More recently, the Wnt-target gene CD44 (19) was shown to regulate Wnt signaling (3). Overexpression or downregulation of various CD44 isoforms modulated positively or negatively, respectively, Wnt activity. Downregulation of CD44 expression inhibited activation of β-catenin and subsequent translocation to the nucleus. The role of CD44 in Wnt signaling was independent of its binding to HA. In contrast, the binding of the CD44 cytoplasmic domain to ERMs was instrumental. Epistasis experiments revealed a function of CD44 at the level of LRP6 and both LRP6 and CD44 could be found in a Wnt-inducible complex. The function of CD44 for LRP6 is dual. On one hand, CD44 controls LRP6 activation, a Wnt-dependent event. On the other hand, CD44 is involved in LRP6 maturation, a Wnt-independent step. Indeed, downregulation of CD44 expression lead to a lack of LRP6 membrane expression and to an inhibition of Wnt-induced LRP6 phosphorylation. Downregulation of CD44 in the central nervous system of Xenopus laevis embryos impaired expression of Wnt-regulated genes such as eng-2 and tcf-4. CD44 is therefore able to act as a Wnt-target gene as well as a Wnt regulator.

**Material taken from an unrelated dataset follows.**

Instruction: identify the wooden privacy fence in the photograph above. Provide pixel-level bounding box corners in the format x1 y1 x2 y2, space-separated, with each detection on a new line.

Alternative Splicing of CD44 Isoforms in Tumor Progression
Since CD44s and CD44v isoforms are involved in tumor progression and metastasis alternative splicing of CD44 seems to be a decisive event controlling the progression of cancer. Several years ago, a mini-gene construct was used to investigate exon v5 alternative splicing and the relevance of signal transduction for this process was shown (20). The nuclear RNA-binding protein Sam68 was shown as a decisive factor controlling CD44 splicing (21). This splice regulator was under the direct control of Erk and consequently under control of Ras confirming the involvement of growth factor signaling in the regulation of CD44 alternative splicing. Moreover, a positive feedback loop in which Ras signaling-induced CD44v6 splicing was unraveled. In turn, CD44v6 promoted late Ras signaling, which was shown to be important for cell cycle progression (22).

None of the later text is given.